The worst thing is that it's terrible when you let it idle. Usually I like to pop in the disc and then walk away for a few minutes because you can't skip through the previews/ads/FBI warnings. So I'll go off and take my pre-movie dump, and then come back and the menu is playing, but when I try to do anything, it locks up and then I have to restart the disc and sit through all the bullshit anyways.
And, if you pause the movie for more than like 10 seconds, when you restart the disc will spin up, the video will pause while the audio still plays and then you get that very fast video playback while it resyncs. Same thing if you want to step back a few seconds. They don't have options to step back 10 seconds, so you kind of have to blindly click the progress bar. Maybe they've improved that in recent versions.
I've tried the VLC with aacs. It's very hit or miss. I hate using VLC, generally. And I think it kind of sucks for Blu-Ray playback. Menus are somewhat functional (for example, selecting the audio commentary from the menu just played the movie normally). I found the video playback itself to be poor.
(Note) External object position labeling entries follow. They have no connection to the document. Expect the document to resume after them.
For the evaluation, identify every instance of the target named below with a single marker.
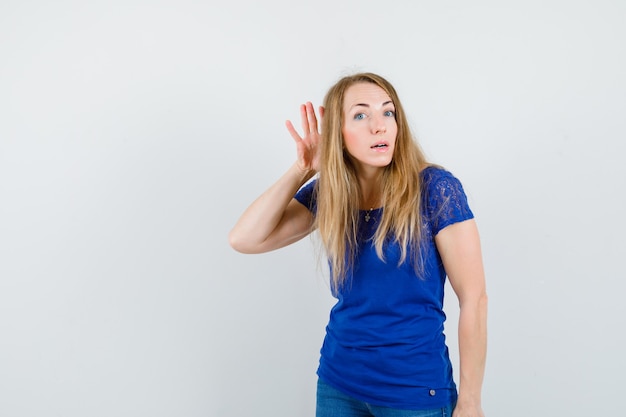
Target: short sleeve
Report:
(444, 198)
(307, 195)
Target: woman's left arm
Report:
(459, 247)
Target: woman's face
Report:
(369, 127)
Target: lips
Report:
(380, 145)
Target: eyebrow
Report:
(367, 105)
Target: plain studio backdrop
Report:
(133, 134)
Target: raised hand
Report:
(307, 145)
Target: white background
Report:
(133, 134)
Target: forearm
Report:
(472, 350)
(262, 217)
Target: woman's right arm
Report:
(275, 219)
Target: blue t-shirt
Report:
(385, 341)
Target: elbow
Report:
(236, 242)
(240, 243)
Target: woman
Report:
(393, 227)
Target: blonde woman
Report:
(394, 227)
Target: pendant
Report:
(367, 215)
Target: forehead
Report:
(364, 93)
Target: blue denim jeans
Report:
(334, 403)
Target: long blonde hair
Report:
(339, 194)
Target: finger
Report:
(304, 119)
(311, 118)
(292, 131)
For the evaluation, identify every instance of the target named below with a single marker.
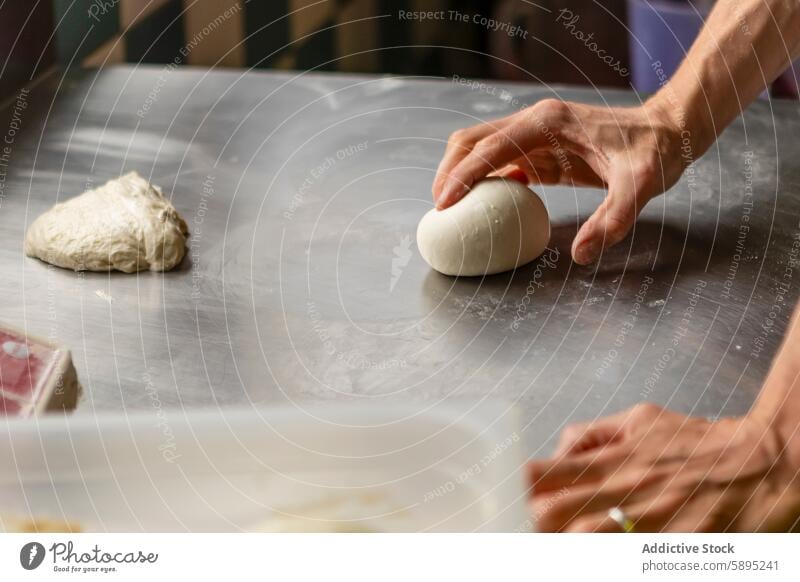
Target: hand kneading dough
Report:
(126, 225)
(500, 225)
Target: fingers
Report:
(651, 515)
(615, 217)
(459, 145)
(580, 438)
(513, 173)
(531, 129)
(566, 472)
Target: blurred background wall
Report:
(585, 42)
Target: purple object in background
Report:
(661, 33)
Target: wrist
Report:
(693, 128)
(780, 417)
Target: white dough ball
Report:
(498, 226)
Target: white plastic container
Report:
(334, 468)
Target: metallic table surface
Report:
(303, 282)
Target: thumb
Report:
(610, 223)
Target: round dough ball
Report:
(500, 225)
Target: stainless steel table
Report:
(303, 280)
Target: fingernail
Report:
(586, 252)
(451, 192)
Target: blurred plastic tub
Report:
(335, 468)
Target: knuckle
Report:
(550, 110)
(616, 227)
(461, 137)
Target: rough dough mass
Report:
(127, 224)
(500, 225)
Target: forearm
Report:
(744, 46)
(779, 402)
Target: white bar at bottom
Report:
(402, 557)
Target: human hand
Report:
(668, 472)
(635, 153)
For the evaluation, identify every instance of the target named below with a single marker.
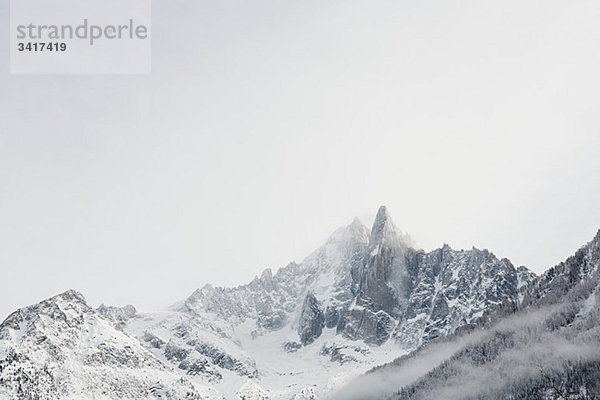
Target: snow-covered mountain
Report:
(547, 348)
(364, 298)
(61, 348)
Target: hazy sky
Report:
(265, 125)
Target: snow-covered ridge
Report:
(362, 299)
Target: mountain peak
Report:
(384, 230)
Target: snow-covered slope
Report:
(62, 349)
(366, 297)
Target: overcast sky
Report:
(265, 125)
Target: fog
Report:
(266, 125)
(526, 350)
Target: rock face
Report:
(62, 349)
(370, 286)
(312, 320)
(363, 288)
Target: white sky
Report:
(265, 125)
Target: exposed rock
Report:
(311, 321)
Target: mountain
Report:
(61, 348)
(547, 348)
(364, 298)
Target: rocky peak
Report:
(311, 321)
(266, 279)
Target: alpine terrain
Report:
(423, 324)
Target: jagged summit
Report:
(385, 232)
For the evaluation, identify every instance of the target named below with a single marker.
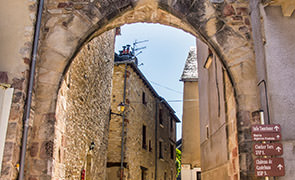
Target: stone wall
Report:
(82, 115)
(218, 123)
(17, 29)
(137, 115)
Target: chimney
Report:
(128, 49)
(124, 49)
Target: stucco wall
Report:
(83, 112)
(191, 125)
(219, 146)
(280, 65)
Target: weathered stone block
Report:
(46, 150)
(34, 149)
(3, 77)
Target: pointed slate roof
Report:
(190, 71)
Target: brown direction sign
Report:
(267, 128)
(266, 136)
(269, 167)
(269, 149)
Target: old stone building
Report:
(254, 48)
(149, 126)
(190, 149)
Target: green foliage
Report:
(178, 162)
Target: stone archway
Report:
(67, 26)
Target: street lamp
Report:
(121, 109)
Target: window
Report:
(171, 151)
(150, 146)
(207, 132)
(143, 172)
(143, 98)
(198, 175)
(144, 137)
(160, 150)
(171, 124)
(161, 117)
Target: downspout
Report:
(123, 124)
(156, 138)
(30, 89)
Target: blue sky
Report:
(163, 59)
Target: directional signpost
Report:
(274, 136)
(268, 149)
(268, 166)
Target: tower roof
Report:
(190, 71)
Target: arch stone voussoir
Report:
(72, 24)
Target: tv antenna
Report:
(134, 48)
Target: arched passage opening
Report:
(67, 33)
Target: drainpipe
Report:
(156, 138)
(123, 124)
(30, 89)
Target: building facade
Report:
(190, 155)
(149, 127)
(253, 41)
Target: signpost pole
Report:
(262, 122)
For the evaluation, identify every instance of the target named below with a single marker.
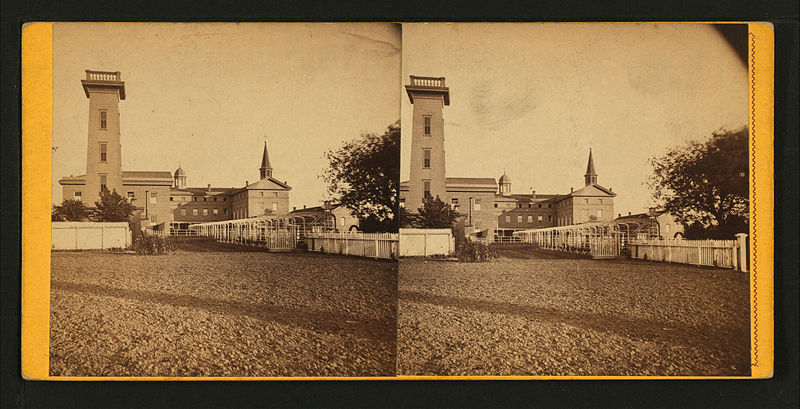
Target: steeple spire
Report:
(266, 169)
(591, 176)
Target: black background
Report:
(780, 391)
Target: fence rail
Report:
(372, 245)
(715, 253)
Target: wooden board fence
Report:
(714, 253)
(372, 245)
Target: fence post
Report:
(742, 238)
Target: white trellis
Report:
(276, 233)
(599, 239)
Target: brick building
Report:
(161, 199)
(488, 207)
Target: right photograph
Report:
(574, 200)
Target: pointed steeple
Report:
(266, 169)
(591, 176)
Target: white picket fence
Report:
(372, 245)
(716, 253)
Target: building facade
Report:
(161, 199)
(488, 207)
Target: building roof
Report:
(146, 174)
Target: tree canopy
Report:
(112, 207)
(705, 184)
(364, 175)
(70, 211)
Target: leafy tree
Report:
(70, 211)
(112, 207)
(436, 214)
(364, 175)
(705, 184)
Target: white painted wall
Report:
(89, 235)
(426, 242)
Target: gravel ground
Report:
(203, 313)
(543, 316)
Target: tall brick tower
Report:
(427, 171)
(104, 151)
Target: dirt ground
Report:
(533, 314)
(213, 310)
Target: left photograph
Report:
(224, 200)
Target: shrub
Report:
(471, 252)
(155, 245)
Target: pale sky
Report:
(531, 98)
(205, 96)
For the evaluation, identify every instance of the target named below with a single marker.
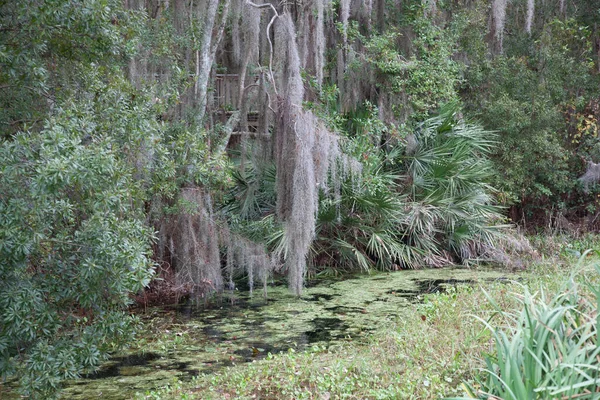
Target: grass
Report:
(437, 352)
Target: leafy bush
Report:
(546, 349)
(73, 247)
(427, 205)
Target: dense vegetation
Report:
(210, 141)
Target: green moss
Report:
(243, 328)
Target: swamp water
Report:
(190, 340)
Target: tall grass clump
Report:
(548, 349)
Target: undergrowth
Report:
(438, 352)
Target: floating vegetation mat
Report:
(191, 339)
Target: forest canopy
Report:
(208, 141)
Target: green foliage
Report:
(545, 122)
(431, 207)
(547, 349)
(424, 76)
(73, 249)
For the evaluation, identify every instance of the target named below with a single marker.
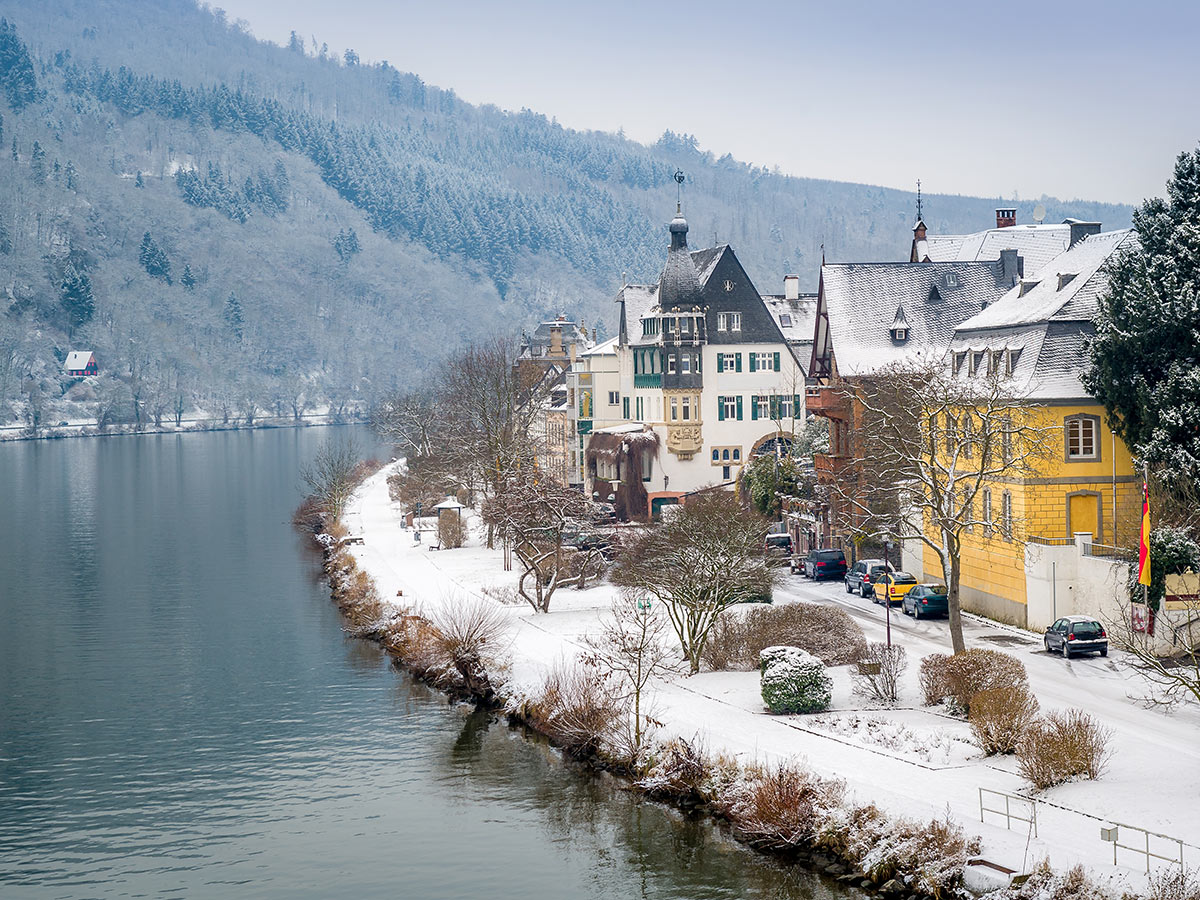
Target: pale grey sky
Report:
(1089, 100)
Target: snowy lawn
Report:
(910, 761)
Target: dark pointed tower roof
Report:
(679, 285)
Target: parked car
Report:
(778, 549)
(825, 564)
(1077, 634)
(925, 600)
(892, 587)
(862, 576)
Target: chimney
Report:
(1081, 229)
(791, 287)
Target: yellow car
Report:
(893, 586)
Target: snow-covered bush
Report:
(793, 681)
(827, 633)
(1063, 745)
(958, 678)
(999, 718)
(885, 684)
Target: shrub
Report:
(958, 678)
(827, 633)
(779, 808)
(577, 709)
(793, 681)
(999, 718)
(1062, 745)
(886, 685)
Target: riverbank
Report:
(910, 762)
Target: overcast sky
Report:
(1075, 100)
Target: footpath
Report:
(909, 761)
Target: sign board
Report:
(1182, 592)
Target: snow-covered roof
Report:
(862, 300)
(1036, 244)
(1066, 288)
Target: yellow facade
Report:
(1073, 492)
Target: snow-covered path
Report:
(1152, 781)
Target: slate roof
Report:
(861, 300)
(1054, 297)
(1051, 323)
(1036, 244)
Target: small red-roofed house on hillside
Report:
(81, 363)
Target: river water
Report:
(181, 715)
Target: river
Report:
(181, 715)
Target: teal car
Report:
(925, 600)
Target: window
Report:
(1081, 443)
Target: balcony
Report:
(831, 402)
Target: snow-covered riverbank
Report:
(910, 761)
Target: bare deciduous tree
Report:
(929, 445)
(535, 513)
(330, 475)
(631, 648)
(703, 559)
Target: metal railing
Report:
(1007, 813)
(1144, 849)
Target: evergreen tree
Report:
(233, 317)
(37, 163)
(1144, 365)
(76, 298)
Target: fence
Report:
(1145, 847)
(1007, 813)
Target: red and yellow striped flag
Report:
(1144, 545)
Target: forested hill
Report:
(244, 227)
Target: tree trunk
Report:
(954, 606)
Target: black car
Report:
(863, 574)
(1077, 634)
(825, 564)
(925, 600)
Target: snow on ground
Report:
(910, 761)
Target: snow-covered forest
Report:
(247, 229)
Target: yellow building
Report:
(1085, 491)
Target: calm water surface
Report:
(180, 714)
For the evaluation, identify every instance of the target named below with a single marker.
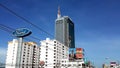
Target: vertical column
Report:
(19, 53)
Very jittery, and the video breaks up occasionally.
On the plus side, you have the option to play the menus or just the video file itself. But, when you play without the menus, VLC selects the longest video track by default (which might play things out of order if you're playing a TV series since the episodes are different lengths). You can select the videos from a track list VLC provides, but it's a bit of a guessing game.
If you're going to try the aacs option, try Kodi. Obviously, it'll be hit and miss like VLC since you're using the same keys file. Version 18 just added decent menu support. It seems on par with VLC (some menus work, some don't, I couldn't change audio tracks, for example), or even toggle audio tracks during playback when menus were enabled. But if you play without the menus you can toggle audio tracks.
For playback, I found Kodi had the best experience. The video looks good, and plays back smoothly. At least on par with PowerDVD, which were both better than VLC. Kodi gives you the option to play with menus or without. Kodi also gives you a list of video files to play before you start, which I found easy to use for a TV series.
Kodi was also the best at seeking. If you want to step back or skip to a much earlier part of the video, it does it instantly and begins playing back smoothly.
Another player I had was DVDFAB Media Player 2. I don't know if they make it anymore. At one point they gave out free keys. So it was a decent free option, and played played everything I tried. Menu support wasn't as good as PowerDVD.
Both VLC and Kodi work on Linux as well, if that matters to you. PowerDVD and DVDFAB do not.